When you think of South Korea you likely think of cars, smartphones, and flat screen TVs. But what about robots? Well, with the advent of a state-sponsored 735 million dollar theme park featuring futuristic rides, as well as R&D labs, robots are fast becoming big business in South Korea.
The park is not set to open until 2016, but it is being reported that the country will be investing more than one trillion won into its national robotics industry, an industry that has doubled in size in the past five years. In 2012, Bloomberg reported that the nation’s robotics industry had revenue topping 2.1 trillion won. Now, the government is working to increase that number to more than 7 trillion won by 2018. The projection calls for 600 domestic robotics companies employing more than 34,000 workers.

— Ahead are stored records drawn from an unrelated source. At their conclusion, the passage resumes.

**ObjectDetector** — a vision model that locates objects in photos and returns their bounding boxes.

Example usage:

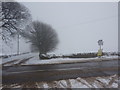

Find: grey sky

[3,2,118,55]
[21,2,118,54]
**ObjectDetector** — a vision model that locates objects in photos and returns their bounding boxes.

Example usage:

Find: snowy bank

[2,52,118,66]
[2,74,119,88]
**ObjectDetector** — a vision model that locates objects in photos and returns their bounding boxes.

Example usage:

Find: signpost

[97,40,103,57]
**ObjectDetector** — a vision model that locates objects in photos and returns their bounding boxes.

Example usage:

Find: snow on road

[2,74,118,88]
[1,53,37,66]
[1,53,119,88]
[25,55,118,65]
[1,52,118,66]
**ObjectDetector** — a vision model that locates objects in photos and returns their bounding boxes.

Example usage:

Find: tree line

[1,1,59,59]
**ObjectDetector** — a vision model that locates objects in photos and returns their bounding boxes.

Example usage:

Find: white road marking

[7,67,83,74]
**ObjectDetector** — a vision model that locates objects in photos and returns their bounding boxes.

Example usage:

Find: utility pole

[17,34,19,55]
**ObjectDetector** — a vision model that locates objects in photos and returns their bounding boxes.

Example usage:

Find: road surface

[2,58,119,84]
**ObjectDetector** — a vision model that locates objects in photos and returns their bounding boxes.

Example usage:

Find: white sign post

[98,40,103,49]
[97,40,103,57]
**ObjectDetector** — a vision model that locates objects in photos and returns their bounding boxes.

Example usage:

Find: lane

[3,67,118,84]
[3,59,118,72]
[3,66,118,74]
[2,58,119,84]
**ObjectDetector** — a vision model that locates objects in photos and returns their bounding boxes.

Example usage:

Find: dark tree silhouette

[1,1,31,42]
[23,21,59,59]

This effort must include a shift in presence and presentation for a country famous for its tiny electronics—semiconductors, sensors, and modern automotive computing equipment. One market PR challenge may stem from a transition in end user, from public defense to private consumer. This is because much of the technology being used to “commercialize” the robots comes from Hyundai Rotem, a defense subsidiary of Hyundai Motor Group.
In fact, one of the robot products already in use includes a robot sentry, equipped with a gun and grenade launcher, that has been tested on the border with North Korea. For many westerners, this application offers unsettling images of ED209 the “Bad Robot” from the Robocop film.

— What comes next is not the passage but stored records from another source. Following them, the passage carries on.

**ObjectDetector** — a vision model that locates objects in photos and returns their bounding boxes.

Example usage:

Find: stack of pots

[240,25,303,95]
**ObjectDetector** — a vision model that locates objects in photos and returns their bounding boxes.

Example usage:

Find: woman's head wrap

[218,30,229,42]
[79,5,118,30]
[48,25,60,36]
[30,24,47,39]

But the transition from military to consumer applications may not be as difficult as one might think. The country is taking the right tack in its transition by employing robots in places frequented by kids. Machines are helping to teach students English and others interact with fans at baseball games. Connecting with kids on two different fronts, the robotics industry is establishing a tried and true – and highly effective – PR program.
This is a vital step in continued growth, even as neighboring Japan has countered with robotics investments of its own. If South Korea wants to establish itself as a competitive player in this industry, it cannot discount the power of consumer expectation and strategic public relations.